In the Heart of Paris


Saturday
Patisserie our the door
Long way to the flea market
Saint Chapelle
Seine dinner cruise was really good. We finished everyone’s wine. We went to the Effeil lawn for wine. Talked to joe and tiffiny from New York. Young kids. Went to Corcoran Irish pub for a night cap.

Sunday
Woke up late
Saint Severin
Hotel de George Cluny - pillars of the boatmen
Fondue near saint Severin
Drinks near Shakespeare book store. I had a mojito that tasted loaded with rum but apparently was a virgin. So we found a piano bar where I made sure the Long Island iced tea was not virgin. Felt so good. We had pizza that was excellent.







Friday, May 31, 2019

Back in France Again

Back to tour de France 10 years later.  And we would accept no less than a plan to go from Paris to Cassis by car.  And then fly back starting from Marseille. It had to be done!

When we made our flight reservations for the trip, it was done kind of quickly, with time running out and fares going up and us finally having the resolve to say to ourselves...yes, we have so much going on at home but we'll never be invited by good friends to come to France for a party again.  And what a special party it was.

We found that the best fare had us flying Iceland Air and connecting through Iceland before arriving in Paris.  It's too bad we didn't figure out a night or two in Iceland to try to see the Northern Lights   We were so happy to finally nail down all the details of our adventure in France that we couldn't fit Iceland too.

However, shortly into our first leg on Iceland Air I realized the northern lights were inside the plane!  "Ladies and gentlemen, the Captain has turned on the aurora borealis. If you haven't already done so, please stow your carry-on luggage underneath the seat in front of you and focus on the overhead bin."




After the long flight and the 40 minute train ride in from Charles De Gaulle, to come up the steps of the Saint Michel metro and out into the sunlight of the Latin Quarter was so surreal.  Just an incredible feeling to suddenly be in the heart of Paris.

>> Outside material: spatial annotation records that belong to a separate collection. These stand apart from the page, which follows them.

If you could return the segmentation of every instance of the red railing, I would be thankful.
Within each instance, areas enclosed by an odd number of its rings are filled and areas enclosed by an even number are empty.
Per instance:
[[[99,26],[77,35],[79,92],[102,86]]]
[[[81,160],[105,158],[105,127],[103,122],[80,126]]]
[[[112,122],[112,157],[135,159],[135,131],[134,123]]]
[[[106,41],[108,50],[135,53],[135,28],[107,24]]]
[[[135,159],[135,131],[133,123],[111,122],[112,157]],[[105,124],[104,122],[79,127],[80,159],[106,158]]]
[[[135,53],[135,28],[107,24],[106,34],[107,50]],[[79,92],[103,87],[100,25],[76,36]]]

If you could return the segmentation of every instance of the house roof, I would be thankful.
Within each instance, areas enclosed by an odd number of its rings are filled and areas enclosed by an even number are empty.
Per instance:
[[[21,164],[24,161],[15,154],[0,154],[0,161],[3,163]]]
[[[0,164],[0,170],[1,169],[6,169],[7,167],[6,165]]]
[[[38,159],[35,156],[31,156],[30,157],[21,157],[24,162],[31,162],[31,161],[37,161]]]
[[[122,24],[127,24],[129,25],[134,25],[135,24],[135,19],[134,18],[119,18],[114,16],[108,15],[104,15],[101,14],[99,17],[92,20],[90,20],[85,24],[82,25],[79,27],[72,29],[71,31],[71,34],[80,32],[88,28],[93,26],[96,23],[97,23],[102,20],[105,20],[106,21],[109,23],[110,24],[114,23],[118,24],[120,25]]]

And we were so excited to know our accommodation was right there in the Latin Quarter, just a couple blocks from Place Saint-Michel. When we got to our door we found our airbnb instructions to get into our place were exactly as stated.  When we opened the apartment door it was obvious that the pictures taken for the Airbnb listing were all taken from standing in the exact same spot. The accommodation was true to it's neighborhood, in that it's size was only a quarter of a normal apartment. The kitchen was ridiculously small.  But it really didn't matter. It was a terrific location, with a comfortable bed and a balcony view of Paris life.
After dropping off our stuff we got right back out there.  Not sure we how it happened but we ended up on a hop on and off.

We didn't have a plan for that day of arrival and ended up for dinner near apartment at a touristy spot we felt.  But we were tourists too.  We were there to see the city's history and maybe get a glimpse of the real Parisian life elsewhere.  We had a table outside on a beautiful night and we made it there.